Non si tratta certo di accreditare il fatto che nel mondo antico si considerasse l’infanzia una malattia, ma comunque la si considerava come un’opera incompiuta, quasi una materia che il maestro doveva lavorare per ottenere la più bella forma possibile. Per questo la pedagogia greca non aveva sensi di colpa verso il bambino. Trattarlo con la necessaria e misurata durezza costituiva infatti la premessa per donargli un’esistenza adulta sana e completa. Così, e per molto tempo nella nostra civiltà, anche la morte di un bambino veniva vissuta come l’innaturale decesso di chi doveva piuttosto accompagnare i genitori nell’ultimo viaggio che non esserne accompagnato, ma non era una tragedia totale. E questo sia perché di bambini se ne facevano moti, sia perché si considerava una perdita maggiore la morte di un uomo adulto, inserito nelle attività produttive ed esercitato nella guerra.

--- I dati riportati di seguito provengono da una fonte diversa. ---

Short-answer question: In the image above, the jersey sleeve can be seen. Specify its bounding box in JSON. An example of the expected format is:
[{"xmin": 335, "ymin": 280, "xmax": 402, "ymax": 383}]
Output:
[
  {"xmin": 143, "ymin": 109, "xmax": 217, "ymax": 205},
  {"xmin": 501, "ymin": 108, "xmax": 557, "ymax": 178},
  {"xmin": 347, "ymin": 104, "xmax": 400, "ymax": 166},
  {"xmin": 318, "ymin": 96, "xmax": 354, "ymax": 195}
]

Nel Medioevo, poi, la pedagogia era intesa come un atto di carità, capace di far uscire da uno stato di totale dipendenza. Quello di bambino non era uno status a parte, come dimostra il fatto che non si concepissero dei giocattoli: i bambini utilizzavano gli stessi attrezzi dei grandi, ovviamente in un formato adatto alle loro dimensioni. Né si deve dedurre da questo che il ruolo del bambino venisse sminuito o umiliato, come è dimostrato dal fatto che nel Medioevo molti contratti non avevano validità giuridica se non recavano la firma di tutti i componenti della famiglia, bambini compresi. Naturalmente possiamo pensare che all’assenso il bambino non arrivasse in autonomia, ma è comunque significativo di una cultura, quella dell’Età di Mezzo, che pur non sdilinquendosi davanti all’infanzia, la teneva comunque in considerazione.
La pedagogia contemporanea considera un fondamentale progresso essersi allontanata da questa considerazione del fanciullo. Ora, all’opposto di questa considerazione c’è la pedagogia che chiameremo del “senso di colpa”; ovvero una visione educativa, dalla quale consegue l’attuale pratica, che considera crescere e divenire adulti quasi una colpa e una “perdita” l’uscita dalla sfera esclusiva dell’affettività e una “violenza” l’ingresso nella razionalità. Di questa pedagogia dovremo capire le origini, riprendendo, in senso lato, il metodo storico-genealogico di cui parlava Nietzsche, al fine di demolire le presunte verità protette dalle alte mura del politicamente corretto e separate dal buon senso da un profondo fossato.